The question of who should take on the resulting administrative burden was one reason for a growing friction within the department, exacerbated by competition for access to computer equipment. Matters became sufficiently serious that Edinburgh University considered moving Longuet-Higgins’s research group to a new department, independent of the DMIP.
Internal conflicts weren’t the only threat to artificial intelligence at Edinburgh. A sizable grant from the Science Research Council (SRC) had helped fund the establishment of the DMIP in the 1960s. However, by the early 1970s the SRC was concerned that UK-based AI research wasn’t delivering the promised results. They commissioned mathematician Sir James Lighthill FRS, who was not an expert in the field, to write a report on the state of AI in the UK.

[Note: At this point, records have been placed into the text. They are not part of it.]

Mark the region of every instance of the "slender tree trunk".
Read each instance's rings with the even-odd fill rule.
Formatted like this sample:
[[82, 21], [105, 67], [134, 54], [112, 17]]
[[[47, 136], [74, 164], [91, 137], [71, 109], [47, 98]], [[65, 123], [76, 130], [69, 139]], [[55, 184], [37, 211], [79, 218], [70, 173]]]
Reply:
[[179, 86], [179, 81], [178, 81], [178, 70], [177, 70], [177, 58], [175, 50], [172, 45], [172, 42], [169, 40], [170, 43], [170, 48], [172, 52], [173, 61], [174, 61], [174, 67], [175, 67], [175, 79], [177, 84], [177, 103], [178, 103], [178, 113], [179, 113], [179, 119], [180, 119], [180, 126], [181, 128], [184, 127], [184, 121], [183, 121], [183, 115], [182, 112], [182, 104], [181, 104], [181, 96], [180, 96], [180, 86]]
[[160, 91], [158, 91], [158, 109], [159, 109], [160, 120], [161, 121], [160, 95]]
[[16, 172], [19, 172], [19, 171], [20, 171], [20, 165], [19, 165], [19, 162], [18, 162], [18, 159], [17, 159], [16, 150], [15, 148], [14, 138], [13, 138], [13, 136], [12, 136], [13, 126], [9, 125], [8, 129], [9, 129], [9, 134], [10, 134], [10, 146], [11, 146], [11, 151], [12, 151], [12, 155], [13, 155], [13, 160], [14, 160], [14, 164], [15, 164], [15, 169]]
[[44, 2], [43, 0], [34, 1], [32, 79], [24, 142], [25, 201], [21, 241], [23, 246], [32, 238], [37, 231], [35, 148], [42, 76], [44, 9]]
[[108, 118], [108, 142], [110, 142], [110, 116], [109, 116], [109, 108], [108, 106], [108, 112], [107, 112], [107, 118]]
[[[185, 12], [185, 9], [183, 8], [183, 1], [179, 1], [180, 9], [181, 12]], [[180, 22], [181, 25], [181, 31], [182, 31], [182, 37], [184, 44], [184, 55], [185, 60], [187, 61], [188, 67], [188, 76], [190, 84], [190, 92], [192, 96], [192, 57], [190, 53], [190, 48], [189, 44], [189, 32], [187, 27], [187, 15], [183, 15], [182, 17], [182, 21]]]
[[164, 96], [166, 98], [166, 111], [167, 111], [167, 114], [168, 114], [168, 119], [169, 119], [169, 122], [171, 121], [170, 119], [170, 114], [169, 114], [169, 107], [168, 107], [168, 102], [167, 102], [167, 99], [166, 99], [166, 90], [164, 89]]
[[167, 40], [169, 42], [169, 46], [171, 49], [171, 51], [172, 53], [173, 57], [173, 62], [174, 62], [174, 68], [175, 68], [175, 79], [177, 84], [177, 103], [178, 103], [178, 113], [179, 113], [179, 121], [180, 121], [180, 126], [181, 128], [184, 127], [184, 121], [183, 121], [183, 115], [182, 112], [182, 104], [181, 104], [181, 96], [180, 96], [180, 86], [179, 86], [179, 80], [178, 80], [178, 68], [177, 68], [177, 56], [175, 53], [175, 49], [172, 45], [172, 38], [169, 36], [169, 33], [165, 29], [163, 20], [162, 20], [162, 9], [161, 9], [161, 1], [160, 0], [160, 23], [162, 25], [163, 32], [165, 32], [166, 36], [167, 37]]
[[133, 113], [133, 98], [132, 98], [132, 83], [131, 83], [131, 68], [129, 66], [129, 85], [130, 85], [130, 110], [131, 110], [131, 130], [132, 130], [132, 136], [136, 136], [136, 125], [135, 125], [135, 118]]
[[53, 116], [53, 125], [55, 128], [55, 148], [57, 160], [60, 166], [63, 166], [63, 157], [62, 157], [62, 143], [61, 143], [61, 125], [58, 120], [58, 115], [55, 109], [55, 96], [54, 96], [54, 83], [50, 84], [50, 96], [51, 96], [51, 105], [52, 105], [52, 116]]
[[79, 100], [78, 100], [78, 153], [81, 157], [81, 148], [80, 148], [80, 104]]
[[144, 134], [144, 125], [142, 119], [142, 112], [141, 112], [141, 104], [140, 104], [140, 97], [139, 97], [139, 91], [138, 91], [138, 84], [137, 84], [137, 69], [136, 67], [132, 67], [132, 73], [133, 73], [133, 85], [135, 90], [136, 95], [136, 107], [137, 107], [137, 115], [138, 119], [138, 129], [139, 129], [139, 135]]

By selecting an outsider, the SRC’s stated intention was to get an unbiased view of AI, supposedly supporting better funding decisions in the rapidly expanding field. How truly independent this report was is a matter of some debate. The two main centres for AI research at the time were Edinburgh and Sussex, and both were pushing for more funding to procure expensive computer hardware from the United States. It seems the SRC held some concerns about the costs of such a move – Jon Agar’s excellent paper on the Lighthill report highlights that Lighthill was given quite a strong steer regarding expectations for the report’s findings.
Sir James Lighthill (Royal Society Photographic Collections, IM/002749)

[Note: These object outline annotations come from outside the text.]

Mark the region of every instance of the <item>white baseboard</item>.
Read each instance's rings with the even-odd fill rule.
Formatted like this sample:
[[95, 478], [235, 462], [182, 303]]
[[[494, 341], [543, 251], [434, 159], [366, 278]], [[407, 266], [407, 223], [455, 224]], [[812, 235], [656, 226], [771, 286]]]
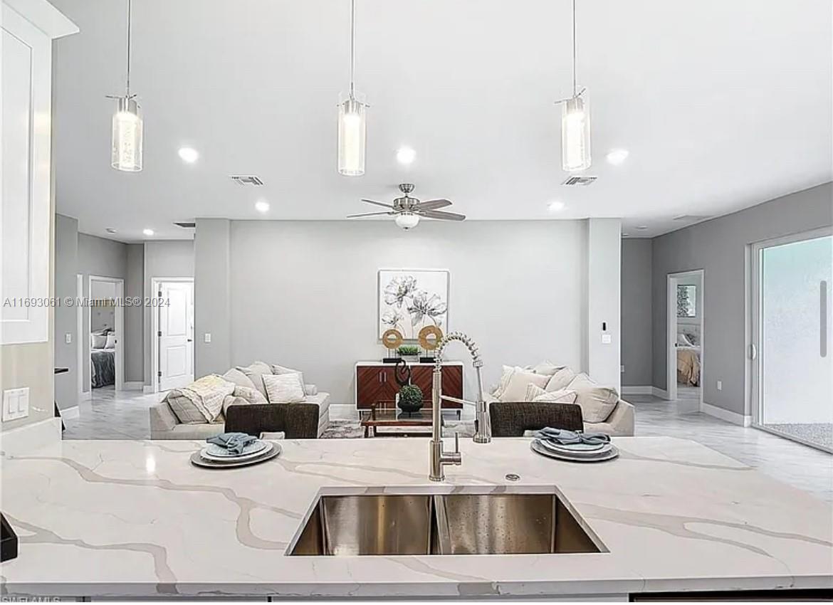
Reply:
[[739, 424], [741, 427], [749, 427], [752, 424], [751, 416], [744, 416], [743, 414], [739, 414], [736, 412], [730, 412], [729, 410], [725, 410], [722, 408], [713, 406], [711, 403], [701, 403], [700, 411], [704, 414], [714, 416], [716, 418], [725, 420], [726, 422], [731, 422], [732, 424]]
[[651, 385], [622, 387], [622, 395], [653, 395], [654, 388]]
[[78, 406], [72, 406], [65, 410], [61, 410], [61, 418], [64, 420], [72, 420], [72, 418], [78, 418], [80, 415], [81, 410]]
[[61, 418], [52, 417], [0, 432], [0, 448], [7, 456], [26, 455], [60, 442]]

Regardless of how much this influenced Lighthill, his conclusions were clear. Studies on factory automation had produced tangible gains, and psychology and neurology had also benefitted from incorporating the use of computers. In these cases, AI was being used as a tool to enhance and support scientific investigation, but Lighthill was far more dismissive about ‘pure’ research into artificial intelligence itself. In his view, most of the work in this area was focused on the goal of building intelligent robots, and had achieved little in the way of results. Lighthill’s report was sceptical to the point that he expressed ‘doubts about whether the whole concept of AI as an integrated field of research is a valid one.’
The SRC gave several scientists working on AI, including both Longuet-Higgins and Michie, the chance to critique Lighthill’s conclusions. Unsurprisingly, Michie’s response took issue with Lighthill’s dismissive recommendations. He wrote an impassioned defence of the work taking place at Edinburgh, while also trying to make the case for an increase in funding to ensure adequate computer hardware was available in Britain.
Longuet-Higgins, however, was firmly on Lighthill’s side. He had always been clear in his view that AI was a tool to assist with understanding the brain, rather than a worthwhile avenue of research on its own. In his response to the report, Longuet-Higgins coined the term ‘cognitive science’ to describe this type of work, and throughout his career was more comfortable being described as a cognitive scientist than as an AI researcher.
Letter from Longuet-Higgins, informing Edinburgh University of his intention to resign and move to Sussex (from CLH/11/26)
The impact of the Lighthill report was seismic, and funding for basic AI research in Britain dried up quickly as a result. Longuet-Higgins’s decision not to defend the work of the DMIP certainly can’t have helped his relationship with Michie, and probably hastened his move to Sussex University in 1974, where he continued to make significant contributions to the field. This included his work on algorithms for computer vision, which laid the groundwork for much of the image recognition technology in use today. Not bad going for a scientist with a background in chemistry!